Choose the dimension that best fits your latency and accuracy requirements. You can even switch dimensions without retraining!

Use Cases

  • Efficient Document Retrieval: Fast search through millions of documents
  • Semantic Search: Find visually similar documents
  • Scalable Vector Search: Works with FAISS, Milvus, Pinecone, etc.
  • Cross-lingual Retrieval: Multilingual visual document search

Model Details

  • Base Model: Gemma3-2B
  • Vision Encoder: SigLIP
  • Training Data: Multilingual document datasets
  • Embedding Strategy: Single-vector (BiEncoder)
  • Similarity Function: Cosine similarity
  • Matryoshka Dimensions: 768, 1536, 2560

Integration with Vector Databases

NetraEmbed works seamlessly with popular vector databases:

import faiss
import numpy as np

# Create FAISS index
dimension = 1536
index = faiss.IndexFlatIP(dimension)  # Inner product for cosine similarity

# Add image embeddings to index
embeddings_np = image_embeddings.cpu().numpy()
faiss.normalize_L2(embeddings_np)  # Embeddings are already normalized
index.add(embeddings_np)

# Search
query_np = query_embeddings[0:1].cpu().numpy()
k = 5  # Top 5 results
distances, indices = index.search(query_np, k)

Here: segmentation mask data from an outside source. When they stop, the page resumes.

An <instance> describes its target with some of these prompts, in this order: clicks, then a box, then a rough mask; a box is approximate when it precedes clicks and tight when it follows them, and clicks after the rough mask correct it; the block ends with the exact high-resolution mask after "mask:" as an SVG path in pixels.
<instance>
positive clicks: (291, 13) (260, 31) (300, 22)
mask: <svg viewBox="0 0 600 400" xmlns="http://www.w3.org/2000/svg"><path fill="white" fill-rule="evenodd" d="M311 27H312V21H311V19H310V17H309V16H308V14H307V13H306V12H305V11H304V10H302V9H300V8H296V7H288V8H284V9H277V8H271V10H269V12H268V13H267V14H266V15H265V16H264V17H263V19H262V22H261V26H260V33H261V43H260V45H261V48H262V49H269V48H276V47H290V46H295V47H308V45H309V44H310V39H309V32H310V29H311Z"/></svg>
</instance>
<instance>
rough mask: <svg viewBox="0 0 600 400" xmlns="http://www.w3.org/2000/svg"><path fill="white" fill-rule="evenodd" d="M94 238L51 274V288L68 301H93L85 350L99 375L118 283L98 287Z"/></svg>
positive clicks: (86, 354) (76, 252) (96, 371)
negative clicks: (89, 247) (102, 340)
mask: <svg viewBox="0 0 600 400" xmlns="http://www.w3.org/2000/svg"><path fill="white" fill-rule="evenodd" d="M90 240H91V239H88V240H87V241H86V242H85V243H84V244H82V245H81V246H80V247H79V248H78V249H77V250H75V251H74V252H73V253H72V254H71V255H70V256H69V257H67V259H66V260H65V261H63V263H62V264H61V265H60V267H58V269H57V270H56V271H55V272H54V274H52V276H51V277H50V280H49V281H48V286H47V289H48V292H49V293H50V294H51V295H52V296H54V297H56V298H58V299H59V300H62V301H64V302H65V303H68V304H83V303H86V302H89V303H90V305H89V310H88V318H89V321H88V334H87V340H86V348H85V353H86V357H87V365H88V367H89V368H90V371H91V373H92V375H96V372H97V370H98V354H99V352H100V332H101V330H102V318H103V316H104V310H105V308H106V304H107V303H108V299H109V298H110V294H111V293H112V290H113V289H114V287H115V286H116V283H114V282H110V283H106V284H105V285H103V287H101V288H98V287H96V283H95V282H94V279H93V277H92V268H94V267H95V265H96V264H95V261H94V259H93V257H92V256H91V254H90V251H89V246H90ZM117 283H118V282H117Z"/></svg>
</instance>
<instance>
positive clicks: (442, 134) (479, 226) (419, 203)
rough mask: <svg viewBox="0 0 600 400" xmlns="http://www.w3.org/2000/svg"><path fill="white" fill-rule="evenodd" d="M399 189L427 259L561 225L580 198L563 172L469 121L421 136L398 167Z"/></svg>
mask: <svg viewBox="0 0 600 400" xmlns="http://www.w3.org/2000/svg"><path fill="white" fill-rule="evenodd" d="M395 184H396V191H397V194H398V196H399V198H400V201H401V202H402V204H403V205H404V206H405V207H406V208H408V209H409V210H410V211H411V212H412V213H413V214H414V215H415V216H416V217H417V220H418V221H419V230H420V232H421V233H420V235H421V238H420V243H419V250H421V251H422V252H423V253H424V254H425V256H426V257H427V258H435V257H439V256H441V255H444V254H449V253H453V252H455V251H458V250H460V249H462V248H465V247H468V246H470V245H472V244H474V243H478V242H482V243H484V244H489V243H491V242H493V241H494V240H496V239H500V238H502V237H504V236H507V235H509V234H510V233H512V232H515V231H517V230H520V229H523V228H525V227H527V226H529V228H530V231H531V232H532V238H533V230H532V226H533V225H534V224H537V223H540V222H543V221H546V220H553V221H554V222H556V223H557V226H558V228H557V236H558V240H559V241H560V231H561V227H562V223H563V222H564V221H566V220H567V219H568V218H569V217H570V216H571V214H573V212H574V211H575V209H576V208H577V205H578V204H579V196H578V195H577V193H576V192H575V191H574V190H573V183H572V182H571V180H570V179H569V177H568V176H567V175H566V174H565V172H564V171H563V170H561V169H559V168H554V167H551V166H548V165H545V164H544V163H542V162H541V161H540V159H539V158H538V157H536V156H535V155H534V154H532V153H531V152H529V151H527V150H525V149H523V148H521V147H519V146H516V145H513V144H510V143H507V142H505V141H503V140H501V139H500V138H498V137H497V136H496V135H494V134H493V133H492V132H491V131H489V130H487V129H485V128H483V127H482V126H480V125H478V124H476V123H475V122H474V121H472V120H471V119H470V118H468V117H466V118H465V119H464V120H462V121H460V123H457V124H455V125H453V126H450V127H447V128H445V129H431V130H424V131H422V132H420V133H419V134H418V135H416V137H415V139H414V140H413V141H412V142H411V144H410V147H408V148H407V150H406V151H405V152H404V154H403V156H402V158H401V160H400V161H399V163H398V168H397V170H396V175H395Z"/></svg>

print(f"Top {k} matches:", indices[0])
print(f"Scores:", distances[0])

Performance

NetraEmbed achieves competitive performance on visual document retrieval benchmarks while being significantly faster than multi-vector approaches. See our paper for detailed evaluation.

Citation

@misc{kolavi2025m3druniversalmultilingualmultimodal,
  title={M3DR: Towards Universal Multilingual Multimodal Document Retrieval}, 
  author={Adithya S Kolavi and Vyoman Jain},
  year={2025},
  eprint={2512.03514},
  archivePrefix={arXiv},
  primaryClass={cs.IR},
  url={https://arxiv.org/abs/2512.03514}
}

License

This model is released under the same license as the base Gemma3 model.

Acknowledgments

Built on top of the Gemma3 architecture with Matryoshka representation learning.